Petit éloge des souvenirs – Mohammed Aïssaoui – Folio

    Petit éloge des souvenirs - Mohammed Aïssaoui – Folio

  • Petit éloge des souvenirs – Mohammed Aïssaoui – Folio 2€ (126 pages)

Mohammed Aïssaoui nous convie au comptoir de ses souvenirs dans cet opus, déclenché au moment où il réalisa qu’il avait « atteint le demi-siècle ». Moment pour lui de regarder dans le rétroviseur, de « retrouver le parfum du passé » venant « tambouriner à la porte » de sa mémoire.

L’opus s’ouvre par la définition de « souvenir », l’auteur regrettant que ce mot ne soit pas encore dans le Dictionnaire de l’Académie française.

Comme les lieux sont aussi mémoire, l’auteur évoque, sans les nommer les pays où il a séjourné, ainsi que les logements. On comprend le traumatisme, vécu à neuf ans, auquel il fait allusion sans jamais s’y attarder. Chaque événement de sa vie se rattache à des lieux, mais aussi à des personnes. Ainsi le narrateur exhume des anecdotes, fait l’inventaire de ses premières fois (premiers émois, premier job…), ouvre les albums, le livret de famille. Il conseille de vivre l’expérience fournie par les réseaux : retrouver ses camarades d’école, perdus de vue.

Mohammed Aïssaoui consacre la deuxième partie du recueil à des auteurs à qui il veut rendre hommage, balayant leur œuvre, soulignant les passages phares. Il nous offre en même temps des pistes de lecture, la liste des ouvrages étant cités à la fin de ce folio. Deux femmes contre huit hommes. Des vivants et des disparus. Quel est leur dénominateur commun ?

Ils ont tous puisé, fouillé dans leur passé, leur histoire familiale, leurs souvenirs ou leurs expériences professionnelles. Au passage, il salue le courage de Delphine de Vigan à s’être emparée d’un sujet si intime, et met en exergue sa capacité à « se construire dans un nid de famille toxique ». De même pour Alain Mabanckou qui offre un tombeau de papier à ses parents. L’auteur, fait remarquer Mohammed Aïssaoui, a eu recours à une « boîte à outils des souvenirs » identique.

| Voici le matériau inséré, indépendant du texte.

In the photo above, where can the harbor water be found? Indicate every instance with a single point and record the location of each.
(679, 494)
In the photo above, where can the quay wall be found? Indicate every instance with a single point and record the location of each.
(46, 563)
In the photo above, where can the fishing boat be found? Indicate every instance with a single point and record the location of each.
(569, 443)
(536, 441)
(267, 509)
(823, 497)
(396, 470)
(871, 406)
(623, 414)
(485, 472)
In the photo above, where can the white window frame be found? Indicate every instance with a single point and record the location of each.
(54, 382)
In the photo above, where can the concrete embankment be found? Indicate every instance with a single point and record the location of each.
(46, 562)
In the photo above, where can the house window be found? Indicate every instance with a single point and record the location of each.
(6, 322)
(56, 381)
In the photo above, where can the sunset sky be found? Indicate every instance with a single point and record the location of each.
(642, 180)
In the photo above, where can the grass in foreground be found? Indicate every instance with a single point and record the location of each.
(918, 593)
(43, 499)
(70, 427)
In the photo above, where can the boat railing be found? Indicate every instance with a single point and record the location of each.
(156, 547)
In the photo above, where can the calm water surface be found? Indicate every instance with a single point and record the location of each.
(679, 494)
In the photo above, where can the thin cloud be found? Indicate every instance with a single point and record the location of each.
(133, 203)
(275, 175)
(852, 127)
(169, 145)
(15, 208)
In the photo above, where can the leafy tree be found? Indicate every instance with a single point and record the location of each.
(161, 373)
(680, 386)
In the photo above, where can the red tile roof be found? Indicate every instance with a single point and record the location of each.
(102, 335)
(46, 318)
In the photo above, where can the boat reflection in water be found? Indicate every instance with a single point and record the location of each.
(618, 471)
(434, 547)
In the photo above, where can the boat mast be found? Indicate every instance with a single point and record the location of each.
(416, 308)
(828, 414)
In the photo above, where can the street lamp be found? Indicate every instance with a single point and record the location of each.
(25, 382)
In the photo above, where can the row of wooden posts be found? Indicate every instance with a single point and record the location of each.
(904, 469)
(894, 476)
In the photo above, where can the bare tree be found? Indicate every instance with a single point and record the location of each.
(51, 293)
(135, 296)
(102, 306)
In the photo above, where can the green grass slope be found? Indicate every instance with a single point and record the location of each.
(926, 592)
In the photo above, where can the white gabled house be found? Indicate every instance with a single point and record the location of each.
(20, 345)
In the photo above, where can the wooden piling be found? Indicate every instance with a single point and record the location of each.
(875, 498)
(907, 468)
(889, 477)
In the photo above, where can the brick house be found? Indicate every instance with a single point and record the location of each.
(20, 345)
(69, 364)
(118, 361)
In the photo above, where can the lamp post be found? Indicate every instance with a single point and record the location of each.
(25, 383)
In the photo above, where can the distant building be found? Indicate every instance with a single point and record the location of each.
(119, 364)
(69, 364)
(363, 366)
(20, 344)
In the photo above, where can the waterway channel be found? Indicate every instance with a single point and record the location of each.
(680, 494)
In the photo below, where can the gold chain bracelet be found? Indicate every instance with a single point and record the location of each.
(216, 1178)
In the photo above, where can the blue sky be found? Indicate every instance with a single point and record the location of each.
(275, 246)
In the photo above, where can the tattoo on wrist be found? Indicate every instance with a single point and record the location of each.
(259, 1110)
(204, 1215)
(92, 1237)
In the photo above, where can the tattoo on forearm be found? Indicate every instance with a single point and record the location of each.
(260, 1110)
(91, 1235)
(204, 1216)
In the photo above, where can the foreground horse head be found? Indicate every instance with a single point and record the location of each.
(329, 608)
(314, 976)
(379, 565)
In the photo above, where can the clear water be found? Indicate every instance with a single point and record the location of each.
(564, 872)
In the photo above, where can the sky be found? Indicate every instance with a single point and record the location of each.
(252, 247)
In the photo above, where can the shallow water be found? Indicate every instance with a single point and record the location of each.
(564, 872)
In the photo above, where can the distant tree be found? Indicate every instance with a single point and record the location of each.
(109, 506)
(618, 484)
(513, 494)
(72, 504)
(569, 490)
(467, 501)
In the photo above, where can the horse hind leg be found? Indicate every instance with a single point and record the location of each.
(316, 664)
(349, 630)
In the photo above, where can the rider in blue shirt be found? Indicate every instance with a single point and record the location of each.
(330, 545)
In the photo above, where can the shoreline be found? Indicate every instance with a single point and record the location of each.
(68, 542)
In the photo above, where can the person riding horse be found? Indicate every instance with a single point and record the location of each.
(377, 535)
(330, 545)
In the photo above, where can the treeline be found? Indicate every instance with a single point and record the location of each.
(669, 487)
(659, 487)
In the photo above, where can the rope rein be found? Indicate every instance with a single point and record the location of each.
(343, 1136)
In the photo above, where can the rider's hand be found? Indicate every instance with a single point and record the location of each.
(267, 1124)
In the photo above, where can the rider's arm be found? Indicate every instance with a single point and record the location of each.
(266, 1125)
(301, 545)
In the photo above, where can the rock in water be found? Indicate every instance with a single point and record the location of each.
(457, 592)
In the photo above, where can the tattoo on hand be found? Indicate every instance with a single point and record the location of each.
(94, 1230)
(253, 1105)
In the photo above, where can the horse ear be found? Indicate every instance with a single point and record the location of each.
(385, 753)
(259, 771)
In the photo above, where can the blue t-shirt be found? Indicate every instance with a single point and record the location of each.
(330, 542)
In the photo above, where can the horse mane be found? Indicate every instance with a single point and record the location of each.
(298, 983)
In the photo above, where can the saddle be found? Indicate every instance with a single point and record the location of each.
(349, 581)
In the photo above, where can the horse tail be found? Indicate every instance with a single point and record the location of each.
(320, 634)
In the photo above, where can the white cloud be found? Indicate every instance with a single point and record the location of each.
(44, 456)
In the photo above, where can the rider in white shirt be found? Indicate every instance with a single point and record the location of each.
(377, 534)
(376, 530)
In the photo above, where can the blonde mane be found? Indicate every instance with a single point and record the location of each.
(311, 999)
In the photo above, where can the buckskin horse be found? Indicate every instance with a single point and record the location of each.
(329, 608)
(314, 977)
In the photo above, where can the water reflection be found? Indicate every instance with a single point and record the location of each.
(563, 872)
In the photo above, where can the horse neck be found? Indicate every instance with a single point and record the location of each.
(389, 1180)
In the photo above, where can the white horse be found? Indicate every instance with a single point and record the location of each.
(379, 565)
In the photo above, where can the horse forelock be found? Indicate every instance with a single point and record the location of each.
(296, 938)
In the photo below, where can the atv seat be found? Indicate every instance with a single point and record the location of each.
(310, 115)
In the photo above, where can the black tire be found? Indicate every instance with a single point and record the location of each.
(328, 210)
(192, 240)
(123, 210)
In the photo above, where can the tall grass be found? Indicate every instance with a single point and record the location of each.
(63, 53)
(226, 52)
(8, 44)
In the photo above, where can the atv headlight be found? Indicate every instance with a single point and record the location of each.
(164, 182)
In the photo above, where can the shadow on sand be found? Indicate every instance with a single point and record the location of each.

Difficile de ne pas mentionner Proust, dont l’auteur eut plaisir à emboîter le pas à Cabourg, pour un de ses premiers papiers. Il ne cache pas l’émotion qui l’a saisi à arpenter ce lieu mythique.

Si Proust avait sa madeleine, on apprend que Bernard Pivot avait « un marron », Jean Rouaud « une boîte à chaussures » et le narrateur « des noyaux d’abricots ». On pense aussi à Jacqueline de Romilly, qui évoque des objets, des photos portant la trace de ce qui fut sa vie, dans Les roses de la solitude. Les souvenirs ensevelis au fond de soi remontent ainsi à la lumière.

Avec humilité, il confesse son incapacité à mémoriser, à l’exception d’un poème de Félix Arvers, et compte sur les carnets où il consigne les phrases marquantes.

Il pratique facilement le name dropping, en particulier pour faire référence à une figure tutélaire culte : Patrick Modiano dont il attend les textes « comme les beaux jours ».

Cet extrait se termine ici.